For the latter, give the mouths a light sanding to remove the worst of any raised lumps and bumps. To be able to clock them up, you need to make a ring to fit in the mouths.

Note the shoulder, so it sits square on the case/barrel joint face

Make it so it just goes in the tightest of the three holes. If it is slack in any of the others, wrap a sheet of paper round it. The bore and the diameter in the case mouth must be concentric, as you clock the bore.

You'll need some clamps, and a decent boring head. I bought one off ebay for about £60 and was amazed how good it was. Your mill will need to have a quill feed, and be able to angle the head in at least one direction. Ideally you want enough travel to be able to pick up all three centres without having to move the case.

Clamp the top case on the mill, loose enough to still tap it true. You need it positioned so you can angle the mill head parallel to the mouths. Clock across the face of the crankcase mouths like so (between my finger and thumb in the pic), to get the case square to the travel of the bed.

 Use any accurately ground parallel or slip gauge to clock, if you hold it on the face then clock it you avoid all the holes, gaps and any surface damage pits. Once it is as close as you can get, clamp down.

You'll now need to tip the head over. Set at roughly 20 degrees, then clock it true. Using the clock mounted in the spindle, spin it through 180 degrees, using the slip as before.

Adjust the head angle to get both sides as close as you can to each other. This sets the spindle vertical to the holes you need to enlarge.

You now need to find the centre of the first hole. Put your bung in, and clock round the hole to get centred. Lock the X and Y (front/back and side/side) slides, and zero the Z/knee dial.

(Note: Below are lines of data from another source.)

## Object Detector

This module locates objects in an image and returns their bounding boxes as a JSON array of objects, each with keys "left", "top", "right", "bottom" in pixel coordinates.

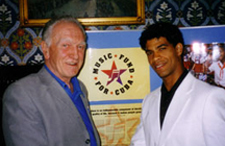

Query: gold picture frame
[{"left": 19, "top": 0, "right": 145, "bottom": 27}]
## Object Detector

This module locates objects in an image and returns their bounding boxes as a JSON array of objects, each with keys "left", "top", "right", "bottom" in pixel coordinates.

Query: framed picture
[{"left": 19, "top": 0, "right": 145, "bottom": 26}]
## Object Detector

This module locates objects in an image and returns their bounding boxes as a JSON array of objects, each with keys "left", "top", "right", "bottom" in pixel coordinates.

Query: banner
[{"left": 79, "top": 48, "right": 150, "bottom": 146}]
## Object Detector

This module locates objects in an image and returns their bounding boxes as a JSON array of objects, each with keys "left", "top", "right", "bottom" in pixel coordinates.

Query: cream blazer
[{"left": 131, "top": 73, "right": 225, "bottom": 146}]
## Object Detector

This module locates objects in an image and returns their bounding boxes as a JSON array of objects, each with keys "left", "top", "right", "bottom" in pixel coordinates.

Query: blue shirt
[{"left": 45, "top": 65, "right": 97, "bottom": 146}]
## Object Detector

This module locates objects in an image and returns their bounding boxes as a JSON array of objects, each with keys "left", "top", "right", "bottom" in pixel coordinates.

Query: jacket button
[{"left": 85, "top": 139, "right": 90, "bottom": 144}]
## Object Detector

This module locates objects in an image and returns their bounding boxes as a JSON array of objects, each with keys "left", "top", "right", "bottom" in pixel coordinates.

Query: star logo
[{"left": 101, "top": 61, "right": 126, "bottom": 86}]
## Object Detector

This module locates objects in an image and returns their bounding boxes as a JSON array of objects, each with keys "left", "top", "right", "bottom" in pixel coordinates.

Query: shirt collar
[
  {"left": 161, "top": 69, "right": 188, "bottom": 92},
  {"left": 44, "top": 65, "right": 82, "bottom": 93}
]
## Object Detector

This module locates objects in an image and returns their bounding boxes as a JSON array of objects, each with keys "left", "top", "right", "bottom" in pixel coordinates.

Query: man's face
[
  {"left": 146, "top": 37, "right": 183, "bottom": 79},
  {"left": 42, "top": 22, "right": 86, "bottom": 81}
]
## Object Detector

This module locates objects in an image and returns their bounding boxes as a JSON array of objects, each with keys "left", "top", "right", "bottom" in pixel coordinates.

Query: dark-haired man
[{"left": 131, "top": 23, "right": 225, "bottom": 146}]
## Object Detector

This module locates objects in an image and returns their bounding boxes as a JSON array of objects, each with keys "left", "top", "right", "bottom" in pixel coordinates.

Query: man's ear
[
  {"left": 176, "top": 43, "right": 184, "bottom": 56},
  {"left": 41, "top": 41, "right": 50, "bottom": 59}
]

Remember, if you alter the up/down position, it will move the side/side position due to the angle. As long as you wind back to the same position you'll be OK, but make sure you have enough room to get your boring head on. Which you're now ready to do, so get on with it.

Touch on and machine in the usual manner. I took 10 thou cuts to be gentle. You'll notice that the cutting is intermittent at first, due to the cast finish in the mouths. It should cut fairly evenly, but if you're touching really heavily in one area only you might want to move position a bit. Also remember that with it being cast, the mouths are tapered a bit, so you'll cut heavier as you go down.

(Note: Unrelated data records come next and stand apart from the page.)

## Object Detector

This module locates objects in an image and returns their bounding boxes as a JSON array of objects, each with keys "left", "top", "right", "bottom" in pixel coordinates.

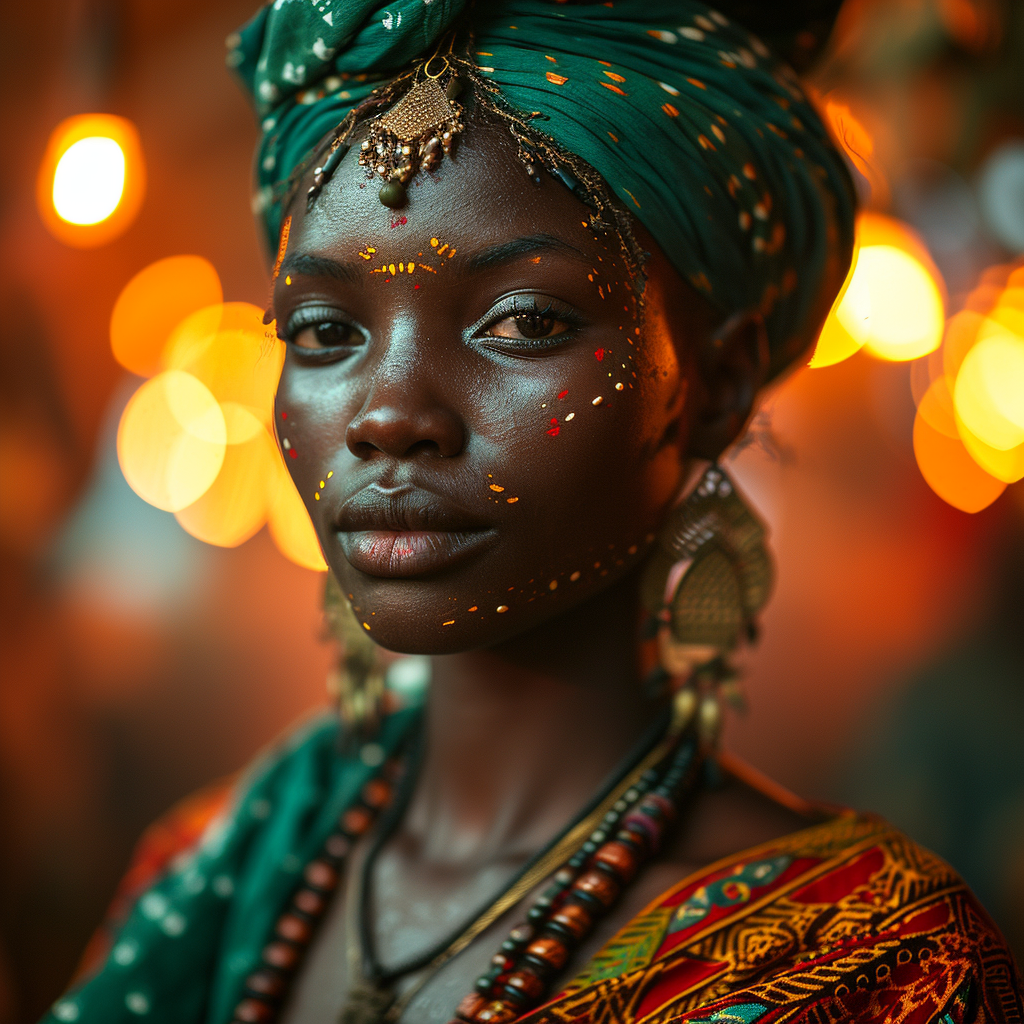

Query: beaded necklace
[{"left": 232, "top": 691, "right": 699, "bottom": 1024}]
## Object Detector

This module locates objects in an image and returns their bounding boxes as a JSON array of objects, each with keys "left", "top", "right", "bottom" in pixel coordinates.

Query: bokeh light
[
  {"left": 53, "top": 135, "right": 125, "bottom": 224},
  {"left": 111, "top": 256, "right": 223, "bottom": 377},
  {"left": 163, "top": 302, "right": 285, "bottom": 428},
  {"left": 36, "top": 114, "right": 145, "bottom": 248},
  {"left": 953, "top": 321, "right": 1024, "bottom": 451},
  {"left": 913, "top": 410, "right": 1007, "bottom": 512},
  {"left": 856, "top": 245, "right": 945, "bottom": 361},
  {"left": 910, "top": 256, "right": 1024, "bottom": 512},
  {"left": 175, "top": 425, "right": 278, "bottom": 548},
  {"left": 810, "top": 213, "right": 945, "bottom": 369},
  {"left": 267, "top": 452, "right": 327, "bottom": 572},
  {"left": 118, "top": 370, "right": 227, "bottom": 512},
  {"left": 111, "top": 256, "right": 319, "bottom": 571}
]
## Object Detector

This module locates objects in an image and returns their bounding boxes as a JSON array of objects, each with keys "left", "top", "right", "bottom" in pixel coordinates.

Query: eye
[
  {"left": 283, "top": 306, "right": 365, "bottom": 352},
  {"left": 290, "top": 321, "right": 362, "bottom": 350},
  {"left": 481, "top": 295, "right": 579, "bottom": 343},
  {"left": 487, "top": 312, "right": 567, "bottom": 339}
]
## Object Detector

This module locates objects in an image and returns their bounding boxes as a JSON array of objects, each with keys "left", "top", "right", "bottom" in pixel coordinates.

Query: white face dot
[
  {"left": 138, "top": 893, "right": 168, "bottom": 921},
  {"left": 249, "top": 800, "right": 270, "bottom": 821},
  {"left": 111, "top": 941, "right": 138, "bottom": 967},
  {"left": 213, "top": 874, "right": 234, "bottom": 899},
  {"left": 160, "top": 910, "right": 188, "bottom": 938},
  {"left": 125, "top": 992, "right": 150, "bottom": 1016}
]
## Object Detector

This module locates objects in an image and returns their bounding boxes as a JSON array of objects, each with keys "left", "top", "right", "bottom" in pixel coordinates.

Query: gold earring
[
  {"left": 642, "top": 464, "right": 774, "bottom": 744},
  {"left": 324, "top": 572, "right": 388, "bottom": 754}
]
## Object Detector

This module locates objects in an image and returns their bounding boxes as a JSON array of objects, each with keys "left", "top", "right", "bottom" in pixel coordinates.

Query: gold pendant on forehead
[{"left": 359, "top": 56, "right": 463, "bottom": 208}]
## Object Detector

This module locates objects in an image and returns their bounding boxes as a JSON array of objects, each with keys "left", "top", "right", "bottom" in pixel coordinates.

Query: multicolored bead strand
[
  {"left": 451, "top": 740, "right": 696, "bottom": 1024},
  {"left": 232, "top": 761, "right": 401, "bottom": 1024}
]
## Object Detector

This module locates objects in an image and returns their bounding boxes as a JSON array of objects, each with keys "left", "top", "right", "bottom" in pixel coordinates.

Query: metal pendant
[
  {"left": 359, "top": 56, "right": 463, "bottom": 207},
  {"left": 338, "top": 981, "right": 395, "bottom": 1024}
]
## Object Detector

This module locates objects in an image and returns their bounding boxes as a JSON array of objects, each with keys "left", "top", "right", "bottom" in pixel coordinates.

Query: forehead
[{"left": 290, "top": 113, "right": 617, "bottom": 260}]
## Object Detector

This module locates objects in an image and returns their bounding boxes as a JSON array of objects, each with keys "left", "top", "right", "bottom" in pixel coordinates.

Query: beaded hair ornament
[{"left": 299, "top": 34, "right": 647, "bottom": 288}]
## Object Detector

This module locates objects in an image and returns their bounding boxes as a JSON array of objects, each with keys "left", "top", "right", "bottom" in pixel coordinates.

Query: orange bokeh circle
[
  {"left": 36, "top": 114, "right": 145, "bottom": 249},
  {"left": 111, "top": 256, "right": 223, "bottom": 377}
]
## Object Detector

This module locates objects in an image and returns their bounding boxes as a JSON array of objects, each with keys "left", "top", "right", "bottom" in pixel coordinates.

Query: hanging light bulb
[{"left": 37, "top": 114, "right": 145, "bottom": 249}]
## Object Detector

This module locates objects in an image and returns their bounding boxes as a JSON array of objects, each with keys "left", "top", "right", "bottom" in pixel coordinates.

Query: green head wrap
[{"left": 228, "top": 0, "right": 855, "bottom": 370}]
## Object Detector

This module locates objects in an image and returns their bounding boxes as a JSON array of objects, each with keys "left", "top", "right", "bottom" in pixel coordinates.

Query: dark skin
[{"left": 273, "top": 108, "right": 808, "bottom": 1024}]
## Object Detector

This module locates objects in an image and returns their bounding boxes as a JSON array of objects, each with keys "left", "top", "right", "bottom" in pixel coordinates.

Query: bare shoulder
[
  {"left": 666, "top": 755, "right": 826, "bottom": 869},
  {"left": 588, "top": 755, "right": 829, "bottom": 954}
]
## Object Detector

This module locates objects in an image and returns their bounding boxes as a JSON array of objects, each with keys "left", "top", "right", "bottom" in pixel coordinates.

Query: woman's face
[{"left": 273, "top": 112, "right": 720, "bottom": 653}]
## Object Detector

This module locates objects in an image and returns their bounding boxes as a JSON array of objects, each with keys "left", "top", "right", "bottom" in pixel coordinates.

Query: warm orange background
[{"left": 0, "top": 0, "right": 1024, "bottom": 1024}]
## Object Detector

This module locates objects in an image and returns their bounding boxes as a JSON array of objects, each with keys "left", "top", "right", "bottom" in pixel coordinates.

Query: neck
[{"left": 403, "top": 578, "right": 662, "bottom": 865}]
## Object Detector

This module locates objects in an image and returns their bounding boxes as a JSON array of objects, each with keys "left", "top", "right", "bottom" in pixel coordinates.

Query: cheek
[{"left": 274, "top": 362, "right": 348, "bottom": 505}]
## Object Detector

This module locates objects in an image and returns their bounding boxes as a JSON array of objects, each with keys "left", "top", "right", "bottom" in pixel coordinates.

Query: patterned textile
[
  {"left": 522, "top": 813, "right": 1024, "bottom": 1024},
  {"left": 228, "top": 0, "right": 854, "bottom": 369},
  {"left": 37, "top": 712, "right": 1024, "bottom": 1024}
]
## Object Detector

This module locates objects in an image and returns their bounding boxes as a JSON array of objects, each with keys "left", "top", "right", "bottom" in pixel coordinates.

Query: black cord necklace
[{"left": 340, "top": 711, "right": 692, "bottom": 1024}]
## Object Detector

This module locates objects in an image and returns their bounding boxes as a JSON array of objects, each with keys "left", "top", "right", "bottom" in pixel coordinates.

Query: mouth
[{"left": 336, "top": 484, "right": 498, "bottom": 580}]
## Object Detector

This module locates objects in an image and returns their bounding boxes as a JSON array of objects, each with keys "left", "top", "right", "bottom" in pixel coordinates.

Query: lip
[{"left": 336, "top": 484, "right": 498, "bottom": 580}]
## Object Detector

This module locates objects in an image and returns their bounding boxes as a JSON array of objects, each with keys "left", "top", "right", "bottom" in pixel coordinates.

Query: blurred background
[{"left": 6, "top": 0, "right": 1024, "bottom": 1024}]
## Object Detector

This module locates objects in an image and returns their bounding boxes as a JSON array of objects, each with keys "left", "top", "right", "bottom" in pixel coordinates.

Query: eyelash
[
  {"left": 472, "top": 295, "right": 584, "bottom": 351},
  {"left": 280, "top": 295, "right": 583, "bottom": 360},
  {"left": 280, "top": 306, "right": 366, "bottom": 360}
]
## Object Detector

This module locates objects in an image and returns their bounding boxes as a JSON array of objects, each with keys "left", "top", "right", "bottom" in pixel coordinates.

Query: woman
[{"left": 52, "top": 0, "right": 1021, "bottom": 1024}]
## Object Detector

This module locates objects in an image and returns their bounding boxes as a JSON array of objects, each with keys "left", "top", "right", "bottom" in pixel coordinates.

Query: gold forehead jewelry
[{"left": 359, "top": 44, "right": 463, "bottom": 209}]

Note that you won't get right to the bottom of the bore. The red arrow points at a double lip-one is from my machining, the other is the extent of the original bore. You can't get all the way down because you hit the transfer ports, as indicated by the green arrow. I learnt the hard way so you don't have to... If you go until you just touch on the ports, you should find the extra lip won't matter. Check with your barrels anyway, if needed you could dremel it out.

I highly recommend that you measure your own barrels for fit. However, if you don't have them yet my measurements are:

Barrel diameter 2.518"/63.96mm.  Schurminator on the KH triples board measured his 400 as having a 0.4mm (15 thou) clearance, so bore your cases out to 64.4mm/2.533".

Spigot length: 25mm. Whilst the base gasket does reduce this a bit, don't rely on it. Make sure the barrels seat firmly on the face with no gasket, dremeling out the lip if needed. If you do have trouble once the bottom end is assembled, you should be OK putting a bigger chamfer on the barrel spigot to clear. The length I got after machining to touch on the ports was just, just enough.

Before you move on to the next mouth, put your barrel on and check that all the studs go in. If you've been careful they should do, but if you cocked up the position it could be too off centre to get them in. If that happens don't worry, just machine a bit more out. The studs seem to be the only thing keeping it centred.

So, thats the machining out the way. Apologies if it seems a bit Janet and John and detail heavy, but the whole point of putting it up is that anyone else having a go can avoid my cock ups. The rest of the conversion will be posted later, when I've actually done it.